Too often the tension between WHO Candy was for others and who he was for himself gets lost and twisted away from “I like me” -etos. (That line comes from another John Hughes movie, “Plan, Train and Cars”, where Candy plays a lovable loser opposite Steve Martin.)

One of the places where the film reaches in addition to simply gathering the band again is when Candy’s son Chris says that during his father’s last year “his mind was overweight,” complicated the story that Candy was unfairly lumped in with “Living Fast and Dying Young.” At the top of eating their feelings – not to mention smoking and drinking them – candy, according to his son, a personal trainer and others who are part of the doctor, more and more suffered from anxiety and panic attacks as his career subsided and his responsibility as a businessman grew. Conan O’Brien, who remembers when the Harvard Lampoon staff brought candy to Campus, adds a prominent point: “The danger of this activity is that it is very unhealthy for people.”
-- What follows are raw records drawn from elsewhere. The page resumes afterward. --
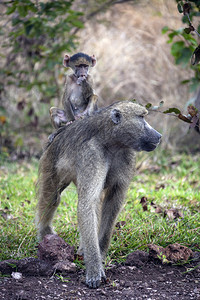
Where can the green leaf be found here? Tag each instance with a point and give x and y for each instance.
(195, 59)
(22, 10)
(184, 57)
(11, 9)
(176, 48)
(180, 8)
(173, 109)
(148, 105)
(165, 29)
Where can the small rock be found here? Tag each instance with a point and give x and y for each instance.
(172, 253)
(137, 258)
(66, 266)
(53, 248)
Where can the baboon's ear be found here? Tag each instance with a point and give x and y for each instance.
(116, 116)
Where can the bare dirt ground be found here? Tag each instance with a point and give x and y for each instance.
(140, 277)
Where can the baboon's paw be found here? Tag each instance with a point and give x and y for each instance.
(94, 281)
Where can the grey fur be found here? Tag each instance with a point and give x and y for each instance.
(97, 153)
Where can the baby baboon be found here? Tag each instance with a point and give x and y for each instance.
(98, 155)
(79, 98)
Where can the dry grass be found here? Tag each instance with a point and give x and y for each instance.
(134, 61)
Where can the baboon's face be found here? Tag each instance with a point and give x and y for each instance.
(132, 128)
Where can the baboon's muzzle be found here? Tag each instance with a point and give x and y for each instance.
(151, 138)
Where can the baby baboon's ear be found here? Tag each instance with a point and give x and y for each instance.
(116, 116)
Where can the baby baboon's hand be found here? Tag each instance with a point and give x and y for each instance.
(93, 281)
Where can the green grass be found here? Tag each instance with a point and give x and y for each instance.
(170, 181)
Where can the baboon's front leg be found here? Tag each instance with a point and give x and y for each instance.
(89, 195)
(111, 207)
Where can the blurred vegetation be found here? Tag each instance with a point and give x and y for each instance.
(184, 47)
(35, 35)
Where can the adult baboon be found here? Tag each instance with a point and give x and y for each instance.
(97, 153)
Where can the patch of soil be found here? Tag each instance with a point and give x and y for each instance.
(139, 278)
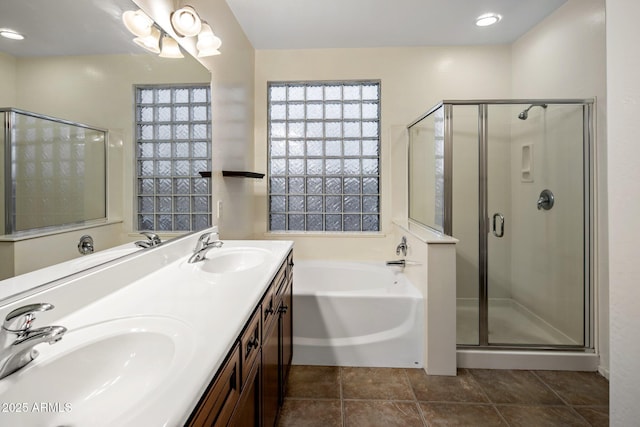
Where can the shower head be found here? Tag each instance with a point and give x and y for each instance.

What the film eventually draws is that it was not only sweets that killed him, but a toxic combination of anxiety, stress and genetic predisposition to heart disease and obesity. In the end, the film places Candy’s legacy as one of a decent guy and a talented artist who, as his daughter Jennifer says, “took care of people”, on and by set. But equally important is how it discovers the long shade thrown by a five -year -old boy’s way of dealing with a parent’s traumatic loss.

Many interviewed, such as Catherine O’hara and Candy’s “Splash” comrade Tom Hanks, said neither action or not, Candy was extremely present when you were with him. Still, the film does not give enough room for us to feel that presence. Viewers do not get much chance to sit with the information about Candy’s life before the film moves on to the next anecdote. One longs to see a whole stage with candy in action on the screen or in a home video, rather than just excerpts. Nor was it enough that sweets spoke to themselves, rather than people told us how good he was.

The interviews from the SCTV crew, which had a front seat for sweets before and after he became a star, were the most convincing. The document would have benefited by more by Catherine O’hara, which is shown in the film which gave a moving tribute at Candy’s funeral in 1994, whose comment felt particularly rich but truncated.

In the end, Hanks delivers a good, but not good, portrait of a lovable guy whose flaws took him out – an ordinary guy with extraordinary talent who remains one of the best comedic actors of the 1900s.

Rating: B-

“John Candy: I ​​Like Me” premiered at the Toronto International Film Festival 2025. It will flow on Prime Video starting on October 10.